Ложь

Томас Ханли всегда воспринимал себя и был воспринимаем другими как человек без сердца. Жесткий, холодный, твердо придерживающийся этики пуританской морали, он жил мудро, но не хорошо.

Он был наименее любимым и наиболее уважаемым человеком в Бертоне. Тяжелый, упорный труд и несгибаемая воля сделали его хозяином лесопилки, в которой в свое время он начинал еще чернорабочим. В этом и состояла вся его жизнь.

Ни один человек не был проще его и не проявлял меньше, чем он, признаков милосердия. Ни один не заработал свое состояние честнее, и ни один человек не держал его в руках прочнее Томаса Ханли.

Сила сама по себе замечательна, и это можно понять, но кроме нее Томас обладал еще и собственной идеей. Он ненавидел фальшь, вежливость, компромиссы и — особенно — ложь. Строгая, доскональная, суровая правдивость не являлась предметом его гордости; для него она была естественна. Когда кто-нибудь видел, скажем, что солнце поднялось в шесть часов, он мог бы засомневаться в точности своих часов, но если Томас Ханли сказал, что солнце встало в шесть утра, то, значит, так оно и было. Заслужить такой авторитет не так-то просто.

Придерживаться подобных правил означало исключить из своей жизни все легкомысленное. Никто как не ожидал, так и не получал ни толики великодушия или симпатии из рук Томаса Ханли. Он достиг возраста сорока лет, ни разу не допустив проявления ни несправедливости, ни доброты, ненавидя одну лишь ложь и не любя никого.

Город уже начинал развлекать себя догадками относительно следующего хозяина лесопилки. В Бертоне не было никого, кто имел бы причину надеяться на такое наследство; Ханли презирал благотворительные институты, и, уж конечно, ни у кого не было шансов выйти за него замуж.

Джим Блад, например, твердо заявил о своей уверенности в том, что Ханли скорее сожжет лесопилку с собой вместе, чем позволит кому-либо наложить на нее лапу. А уж когда родной город начинает шутливо поговаривать о вашей смерти, значит, вам действительно пора на тот свет.

И вот, обычным майским вечером обитатели Бертона испытали такой шок, от которого нескоро смогли оправиться. Новости путешествовали по городу из конца в конец примерно с такой же скоростью, с какой вращались самые огромные колеса на пресловутой лесопилке. Это было немыслимо, беспрецедентно, просто невероятно. Томас Ханли шел с Мэри Барбер!

Бертон готовился к худшему, и оно не заставило себя долго ждать. Ухаживание протекало весьма необычным образом. Никто не верил, что Ханли мог влюбиться. Он и сам наполовину сомневался в этом. Но он знал, что Мэри была нужна ему больше, чем что-либо еще в его жизни, и двигался к достижению поставленной цели в своей строгой и планомерной манере.

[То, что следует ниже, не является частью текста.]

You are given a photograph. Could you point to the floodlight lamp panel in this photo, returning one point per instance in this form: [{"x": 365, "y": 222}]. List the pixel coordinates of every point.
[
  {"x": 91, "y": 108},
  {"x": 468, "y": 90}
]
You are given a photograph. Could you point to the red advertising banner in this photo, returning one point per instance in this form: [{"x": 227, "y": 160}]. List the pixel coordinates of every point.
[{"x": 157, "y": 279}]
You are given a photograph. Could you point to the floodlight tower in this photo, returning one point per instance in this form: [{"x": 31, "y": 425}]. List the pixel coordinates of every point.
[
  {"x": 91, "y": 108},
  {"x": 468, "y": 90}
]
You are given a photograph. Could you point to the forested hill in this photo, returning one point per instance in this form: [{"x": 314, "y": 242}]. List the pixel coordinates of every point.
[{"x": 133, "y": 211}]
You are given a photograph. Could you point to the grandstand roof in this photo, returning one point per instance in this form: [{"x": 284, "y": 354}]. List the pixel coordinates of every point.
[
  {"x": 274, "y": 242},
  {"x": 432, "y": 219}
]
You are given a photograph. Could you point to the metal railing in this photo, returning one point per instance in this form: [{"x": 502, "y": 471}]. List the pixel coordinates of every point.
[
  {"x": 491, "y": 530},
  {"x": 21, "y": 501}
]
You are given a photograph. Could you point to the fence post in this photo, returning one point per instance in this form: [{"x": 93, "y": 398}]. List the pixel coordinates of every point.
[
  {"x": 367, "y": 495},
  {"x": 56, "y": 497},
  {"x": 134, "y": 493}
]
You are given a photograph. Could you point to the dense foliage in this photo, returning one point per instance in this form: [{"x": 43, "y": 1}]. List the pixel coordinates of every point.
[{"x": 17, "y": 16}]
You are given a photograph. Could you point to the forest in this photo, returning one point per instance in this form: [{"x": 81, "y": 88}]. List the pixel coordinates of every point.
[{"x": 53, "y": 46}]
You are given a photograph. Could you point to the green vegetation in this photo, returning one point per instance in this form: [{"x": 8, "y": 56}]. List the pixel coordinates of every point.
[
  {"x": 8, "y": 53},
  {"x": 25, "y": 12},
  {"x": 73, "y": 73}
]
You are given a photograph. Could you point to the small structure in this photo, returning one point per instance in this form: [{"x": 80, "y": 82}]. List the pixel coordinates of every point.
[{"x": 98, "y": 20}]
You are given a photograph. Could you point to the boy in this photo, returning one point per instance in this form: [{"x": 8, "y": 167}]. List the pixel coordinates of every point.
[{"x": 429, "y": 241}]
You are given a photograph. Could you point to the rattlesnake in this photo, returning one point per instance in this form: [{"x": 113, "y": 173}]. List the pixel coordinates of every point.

Молоденькая, хорошенькая Мэри пользовалась популярностью. Первые авансы Ханли скорее испугали и удивили ее, но вскоре она привыкла к ним. Возможно, она никогда по-настоящему не любила его, но пристальное внимание человека, игнорировавшего целый мир, льстило ее тщеславию. Вдобавок у нее была мать, а у него — лучшее дело в Бертоне. Такой расклад не имел вариантов решения, и в сентябре они поженились.

Довольно скоро Мэри обнаружила, что в новом доме ей не стоит ожидать радостей или удовольствий. Ханли любил так же, как и жил — строго и честно. Необщительный по природе и угрюмый по привычке, он счел бы невозможным разделять маленькие интересы и шалости, составлявшие для Мэри главную прелесть жизни, даже если бы и попытался. Ничего не требуя от нее, он давал жене всю свободу, о которой она только могла просить, но сам держался в стороне от праздных, невинных занятий, какими та научилась развлекать себя.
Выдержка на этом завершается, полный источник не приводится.